There's a large pier on Baltimore's Canton waterfront that boasts picturesque views of the harbor and city skyline.
Zoned for commercial use, it's within easy walking distance of shops, restaurants, boat slips and upscale condominiums. Yet it has defied redevelopment even as the harbor front has changed around it.
Now this remnant of industrial waterfront - one of the last dormant stretches of Baltimore's redeveloped coastline - is coming up for auction Thursday.
"It's a fabulous piece of property - if you can figure out what to do with it," said Dan Billig, a partner of A. J. Billig & Co., the firm scheduled to sell the vacant property at 11 a.m.
Located off the 2300 block of Boston St., the concrete-and-asphalt pier is more than 50 years old and consists of about a third of an acre. Measuring 237 feet long and up to 124 feet wide, it was once used as a dock for oyster boats and other vessels.
The auction is a foreclosure sale on behalf of the Alvin Pomerantz Revocable Trust. The pier is owned by three investors who bought it three years ago but never did anything with it.
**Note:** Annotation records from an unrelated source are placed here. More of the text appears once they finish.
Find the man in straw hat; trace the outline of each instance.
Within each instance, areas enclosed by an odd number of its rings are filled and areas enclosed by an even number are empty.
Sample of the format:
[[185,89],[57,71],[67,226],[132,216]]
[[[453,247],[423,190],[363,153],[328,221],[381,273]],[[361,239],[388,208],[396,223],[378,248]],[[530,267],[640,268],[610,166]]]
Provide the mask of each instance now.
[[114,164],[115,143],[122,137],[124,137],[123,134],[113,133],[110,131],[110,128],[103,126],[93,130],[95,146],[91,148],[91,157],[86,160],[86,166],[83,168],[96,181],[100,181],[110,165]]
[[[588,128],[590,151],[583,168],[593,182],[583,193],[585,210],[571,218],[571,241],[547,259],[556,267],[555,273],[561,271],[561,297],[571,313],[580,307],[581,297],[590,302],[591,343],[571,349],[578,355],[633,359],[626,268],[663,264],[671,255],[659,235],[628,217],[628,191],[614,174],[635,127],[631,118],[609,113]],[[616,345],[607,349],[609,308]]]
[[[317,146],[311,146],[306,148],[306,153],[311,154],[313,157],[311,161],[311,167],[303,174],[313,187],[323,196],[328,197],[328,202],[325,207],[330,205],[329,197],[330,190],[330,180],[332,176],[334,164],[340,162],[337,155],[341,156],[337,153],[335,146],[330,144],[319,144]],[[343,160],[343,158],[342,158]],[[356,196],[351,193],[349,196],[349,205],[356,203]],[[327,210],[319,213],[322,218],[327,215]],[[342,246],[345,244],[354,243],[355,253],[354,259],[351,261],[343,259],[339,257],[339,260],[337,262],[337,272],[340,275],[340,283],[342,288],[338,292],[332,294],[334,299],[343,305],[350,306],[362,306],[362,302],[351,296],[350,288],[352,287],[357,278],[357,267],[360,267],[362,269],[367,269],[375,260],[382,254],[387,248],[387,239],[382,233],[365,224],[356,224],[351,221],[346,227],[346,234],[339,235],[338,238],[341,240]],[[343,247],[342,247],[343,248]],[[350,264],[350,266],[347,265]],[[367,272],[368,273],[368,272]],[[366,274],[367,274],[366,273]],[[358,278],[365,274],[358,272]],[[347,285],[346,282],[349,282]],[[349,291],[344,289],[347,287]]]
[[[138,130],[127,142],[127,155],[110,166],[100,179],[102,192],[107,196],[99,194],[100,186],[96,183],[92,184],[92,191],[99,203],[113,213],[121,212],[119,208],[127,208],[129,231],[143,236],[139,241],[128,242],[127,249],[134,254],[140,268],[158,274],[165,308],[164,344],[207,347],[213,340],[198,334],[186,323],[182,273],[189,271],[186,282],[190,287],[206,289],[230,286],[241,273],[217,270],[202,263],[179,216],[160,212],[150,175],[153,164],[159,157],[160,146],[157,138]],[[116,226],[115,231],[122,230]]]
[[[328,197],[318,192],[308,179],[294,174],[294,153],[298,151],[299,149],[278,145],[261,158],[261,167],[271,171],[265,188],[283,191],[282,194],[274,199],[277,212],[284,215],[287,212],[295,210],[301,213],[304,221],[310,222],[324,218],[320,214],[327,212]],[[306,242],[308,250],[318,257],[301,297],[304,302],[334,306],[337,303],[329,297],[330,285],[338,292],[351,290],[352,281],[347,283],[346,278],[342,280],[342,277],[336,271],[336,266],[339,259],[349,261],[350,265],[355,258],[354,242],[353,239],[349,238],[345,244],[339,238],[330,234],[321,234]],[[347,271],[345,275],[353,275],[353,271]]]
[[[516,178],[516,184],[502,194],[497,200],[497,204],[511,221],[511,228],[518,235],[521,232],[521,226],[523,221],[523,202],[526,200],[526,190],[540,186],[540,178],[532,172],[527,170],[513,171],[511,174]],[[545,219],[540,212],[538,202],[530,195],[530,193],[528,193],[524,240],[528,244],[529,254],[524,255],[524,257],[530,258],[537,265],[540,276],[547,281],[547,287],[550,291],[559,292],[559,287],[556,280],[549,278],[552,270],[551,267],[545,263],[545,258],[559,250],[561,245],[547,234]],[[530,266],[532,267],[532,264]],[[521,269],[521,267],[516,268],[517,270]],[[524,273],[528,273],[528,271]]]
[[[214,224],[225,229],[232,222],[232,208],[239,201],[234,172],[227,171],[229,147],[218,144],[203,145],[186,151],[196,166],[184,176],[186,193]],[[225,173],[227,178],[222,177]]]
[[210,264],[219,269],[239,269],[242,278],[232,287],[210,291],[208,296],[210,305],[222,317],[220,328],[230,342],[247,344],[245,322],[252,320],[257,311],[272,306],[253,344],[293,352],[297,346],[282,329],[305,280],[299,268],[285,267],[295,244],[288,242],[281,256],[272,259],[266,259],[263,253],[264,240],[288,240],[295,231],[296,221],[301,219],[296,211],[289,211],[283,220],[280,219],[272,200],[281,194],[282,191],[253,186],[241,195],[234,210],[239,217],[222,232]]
According to Baltimore Circuit Court records, the investors are 2361-73 Boston Street LLC, JAB Ventures LLC and Alan Piscatelli.
Although the pier is near the heart of Canton, it hasn't been developed because there is no access for cars, and city officials never permitted construction on it.
For many years, it was part of the Anchorage townhouse community, in the 2300 block of Boston St. Louis Grasmick, a Baltimore businessman who headed the group that developed the townhouses nearly 30 years ago, said he thought it would be ideal for a tennis court, swimming pool or garden that could have been an amenity for residents, but he never got permission from the city.
Due to the lack of auto access, "I was denied, time and time again," Grasmick said. "I could not build anything."
Grasmick said he offered to sell the pier to the community association, but its leaders declined to buy it.
His group, Lougra Associates Limited Partnership, ultimately sold it in May 2006 to an investor who resold it in October 2006 to the present owners. The October 2006 purchase price was $350,000 plus settlement costs.
Piscatelli, one of the current owners, said he envisioned taking advantage of the parcel's commercial zoning to build a "low-density housing" development or single residence, but his group ran into community opposition and the downturn in the economy, which made financing difficult.
He still believes the property could be a terrific site for a residence with access by water.
David Benn, a local architect and board member of the Waterfront Partnership, believes the best use for the pier would be to make it part of the waterfront promenade and create a park similar to the one at Bond Street Wharf in Fells Point - "just a nice, simple green space."
Laurie Schwartz, executive director of the Waterfront Partnership, a nonprofit that helps manage and maintain portions of Baltimore's seven-mile waterfront promenade, said the partnership's reach does not include Canton.
Officials in Baltimore's budget-strapped government say they have not taken steps to acquire the pier because the public already has access to the water's edge off the 2300 block of Boston St. through the promenade.
The auctioneer has not disclosed a starting bid but is asking for a $20,000 deposit at the time of the sale. Billig said he thinks the pier might have potential as a miniature golf course or recreational fishing pier. He added that the lender is eager to find a buyer.
"It's a spectacular property," he said. "It's too valuable a site to sit fallow."